I tre volti dell'Islam politico

Dalla Rassegna stampa

Con la primavera araba l'Occidente, scottato dall'11 settembre e dalle avventure militari in Afghanistan e Iraq, ha pensato che questa poteva essere l'occasione per una rivincita. Guardava con soddisfazione alle piazze di Tunisi, Cairo, Bengasi, Damasco.

Qui giovani idealisti si facevano massacrare in nome della libertà e della lotta a dittatori senescenti che in alcuni casi avevamo appoggiato fino all'ultimo respiro. Finalmente potevamo scegliere tra i musulmani buoni e quelli cattivi. Una pretesa che si è rivelata illusoria. Il potere non è andato ai giovani carbonari di internet e Facebook ma, come prevedibile, ai movimenti islamici.
L'Islam politico ha almeno tre volti. Quello di movimenti e partiti legati ai Fratelli Musulmani - associazione fondata dall'egiziano Hassan al Banna nel 1928, di stampo conservatore e tradizionalista - che grazie alla loro capacità di penetrazione sociale riscuotono larghi consensi popolari. I Fratelli Musulmani sono una sorta di multinazionale ideologica che va dall'Egitto al Maghreb, dalla Siria alla Palestina, alle monarchie del Golfo. Un'altra corrente, più radicale, è costituita dai salafiti, la cui interpretazione del Corano e della sharia, la legge islamica, propugna un ritorno alla purezza delle origini: per fare un esempio predica la distruzione delle tombe dei santi come è avvenuto a Timbuctù e in Libia.

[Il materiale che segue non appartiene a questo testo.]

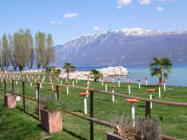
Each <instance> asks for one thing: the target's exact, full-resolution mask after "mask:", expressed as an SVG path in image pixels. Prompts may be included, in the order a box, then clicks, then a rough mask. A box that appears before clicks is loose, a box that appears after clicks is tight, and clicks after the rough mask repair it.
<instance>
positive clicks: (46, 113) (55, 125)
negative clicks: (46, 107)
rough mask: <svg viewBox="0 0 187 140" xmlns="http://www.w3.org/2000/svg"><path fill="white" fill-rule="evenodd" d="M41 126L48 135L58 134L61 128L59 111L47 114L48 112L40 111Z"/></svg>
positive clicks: (62, 125) (50, 112) (61, 129)
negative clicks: (43, 128) (53, 133)
mask: <svg viewBox="0 0 187 140" xmlns="http://www.w3.org/2000/svg"><path fill="white" fill-rule="evenodd" d="M40 115H41V124H42V127H43V128H44V129H46V130H47V132H48V133H50V134H52V133H57V132H60V131H61V130H62V128H63V124H62V114H61V112H60V111H57V112H49V111H48V110H44V109H40Z"/></svg>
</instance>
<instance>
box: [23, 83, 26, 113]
mask: <svg viewBox="0 0 187 140" xmlns="http://www.w3.org/2000/svg"><path fill="white" fill-rule="evenodd" d="M22 95H23V97H22V98H23V110H24V112H26V109H25V82H24V81H22Z"/></svg>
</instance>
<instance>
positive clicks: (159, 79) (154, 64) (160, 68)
mask: <svg viewBox="0 0 187 140" xmlns="http://www.w3.org/2000/svg"><path fill="white" fill-rule="evenodd" d="M171 69H172V63H171V60H170V59H169V58H153V60H152V63H151V64H150V71H151V75H152V76H155V77H158V78H159V82H161V81H162V80H165V79H167V78H168V74H169V72H171Z"/></svg>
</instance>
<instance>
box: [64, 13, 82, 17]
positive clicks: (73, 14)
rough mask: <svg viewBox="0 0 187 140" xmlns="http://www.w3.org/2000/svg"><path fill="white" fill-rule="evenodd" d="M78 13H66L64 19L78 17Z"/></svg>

I salafiti possono trovarsi anche tra i Fratelli Musulmani e percepire la politica come lo strumento per instaurare uno stato islamico, oppure ingrossare i ranghi della guerriglia e del terrorismo.
Questi gruppi esistevano prima che Osama bin Laden fondasse Al Qaeda, un'operazione di marketing dell'estremismo e del terrore che con l'11 settembre ha venduto il suo franchising in tutto il mondo musulmano. In Afghanistan è quasi scomparsa ma sopravvive in Pakistan, nelle sue branche del Maghreb, dello Yemen e trova affiliazioni nei gruppi jihadisti africani e mediorientali. In questi ultimi 25 anni ho avuto a che fare, anche direttamente, con dozzine di organizzazioni intestate alla Jihad, alla guerra santa, o agli Ansar, i compagni del Profeta, i partigiani dell'islam. Alcuni di questi marchi sfioriscono dopo una breve stagione, altri resistono, si trasformano e quando qui in Occidente sappiamo poco o nulla degli eventi sfoderiamo il brand di Al Qaeda. Ma i qaidisti sono più astuti di noi, se è vero che Mohammed al Zawahiri, fratello di Ayman, successore di Bin Laden, l'altro giorno stava in piazza Tahrir a protestare davanti all'ambasciata americana.

Faceva notare qualche giorno fa Ala Al Aswani, autore di Palazzo Yacoubian, a lungo in Egitto il secondo libro più venduto dopo il Corano: «Il presidente Morsi continua a rilasciare i detenuti che appartengono come lui ai movimenti dell'Islam politico e allo stesso tempo non vuole usare il suo potere di grazia per rilasciare gli attivisti civili, processati dai militari, perché non sono islamisti».